Ofcom orders broadband industry to compensate let down consumers but will it be enough to improve service?

Getting a credit of £6 off your bill for every day your service is delayed doesn't sound like a lot when you consider the inconvenience of missing out on broadband 

James Moore
Chief Business Commentator
Friday 24 March 2017 18:09 GMT
Broadband has become an essential service
Broadband has become an essential service

A question many people might ask of communications watchdog Ofcom on the subject of its plan to force broadband providers to automatically compensate them for service fails: what took you?

The regulator has launched consultations on a plan to provide customers with automatic payments “without having to go through a potentially lengthy and difficult claims process” if any one one of three things happen.

If your landline or broadband isn’t fixed quickly enough, if your new service isn’t up and running on the promised day, or if an engineer misses a scheduled appointment, congratulations: you’re going to get paid.

Not before time, given the level of dysfunction in the broadband industry. According to Ofcom’s own figures there are 5.7 million cases of customers experiencing a loss of service every year, engineers miss a quarter of a million appointments, around one in eight new installations are delayed, affecting 1.3m people.

If you’re lucky, and kick up a big fuss, you might get a few quid, but most people are simply left to suffer in silence until the problem gets fixed.

Broadband, in particular, has become an all but essential part of modern life. A huge range of services have migrated on to the Internet, both state and private. The patchy nature of provision in rural areas – scandalous by the way – blights the lives of people living there. Try losing Netflix for a day when you have it.

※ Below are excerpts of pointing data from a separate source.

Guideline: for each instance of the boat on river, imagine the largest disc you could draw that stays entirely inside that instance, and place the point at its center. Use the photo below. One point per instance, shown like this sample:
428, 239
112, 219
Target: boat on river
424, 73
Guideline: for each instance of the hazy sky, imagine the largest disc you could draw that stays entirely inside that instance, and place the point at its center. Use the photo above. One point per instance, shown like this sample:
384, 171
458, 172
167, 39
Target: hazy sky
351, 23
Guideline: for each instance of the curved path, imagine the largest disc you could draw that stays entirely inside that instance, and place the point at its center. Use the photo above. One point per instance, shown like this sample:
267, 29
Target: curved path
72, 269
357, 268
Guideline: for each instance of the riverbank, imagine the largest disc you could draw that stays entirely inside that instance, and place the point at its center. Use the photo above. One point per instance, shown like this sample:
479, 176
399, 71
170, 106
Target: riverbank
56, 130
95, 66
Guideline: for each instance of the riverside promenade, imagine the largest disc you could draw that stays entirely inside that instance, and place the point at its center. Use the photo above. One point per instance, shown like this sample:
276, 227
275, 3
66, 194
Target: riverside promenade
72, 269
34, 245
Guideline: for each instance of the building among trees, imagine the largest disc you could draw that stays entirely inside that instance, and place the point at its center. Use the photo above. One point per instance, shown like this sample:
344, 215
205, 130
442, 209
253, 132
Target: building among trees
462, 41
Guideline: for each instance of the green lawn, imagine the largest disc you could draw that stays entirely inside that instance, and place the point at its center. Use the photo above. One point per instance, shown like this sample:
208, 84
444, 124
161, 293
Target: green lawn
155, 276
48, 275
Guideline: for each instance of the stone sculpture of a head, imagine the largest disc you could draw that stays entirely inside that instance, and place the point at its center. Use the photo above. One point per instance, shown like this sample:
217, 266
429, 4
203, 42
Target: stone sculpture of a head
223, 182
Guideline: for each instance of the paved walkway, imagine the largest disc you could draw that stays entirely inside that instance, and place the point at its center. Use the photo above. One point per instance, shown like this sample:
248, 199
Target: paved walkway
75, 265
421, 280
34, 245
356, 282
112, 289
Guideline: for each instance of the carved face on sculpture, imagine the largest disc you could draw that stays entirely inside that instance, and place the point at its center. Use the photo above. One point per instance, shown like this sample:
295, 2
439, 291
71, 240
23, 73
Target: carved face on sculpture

I know the latter sounds trivial. It might do some families some good to, you know, talk (and yes that applies to mine too). But being forced into that position as a result of a utility’s slapdash approach to service is simply unacceptable.

The problem at the moment is that the incentives to do better aren’t sufficiently strong. Switching is a good idea if it saves you money. But there are no guarantees that you will do any better when it comes to service. And you put yourself at risk of the problems the watchdog wants to fix by doing so.

BT’s Openreach is the cause of a lot of problems too. Most broadband providers use its network and it remains to be seen whether Ofcom forcing its legal separation within the BT group will dampen their consistent angry complaints about the company. Forcing them to compensate their customers when Openreach is at fault? I’d imagine that will spark demands for the re-negotiation of service agreements as a matter of urgency.

The industry has proposed its own solution, which would see compensation paid through a voluntary code. But it only involves three providers and industry solutions on matters like this almost always favour the industry as opposed to their customers. As Ofcom has rightly recognised.

However, the redress it is proposing doesn’t look particularly generous. You get £6 a day when your new service is delayed, £10 a day if a repair isn’t conducted within two working days, £30 if an appointment is missed. But, to its credit, the regulator says it wants to hear from you if you don’t think that’s enough. Assuming your broadband provider hasn’t messed up your service, you can respond via its website.

I’d urge you to do that. The cost to the industry of the measures Ofcom is proposing has been put at £185m, and the £185m question is whether that will represent enough of a drag on profits to motivate broadband providers to pull up their socks. After all, it isn’t unknown for businesses to cynically accept penalties as part of the cost of doing business. Banks did that for years.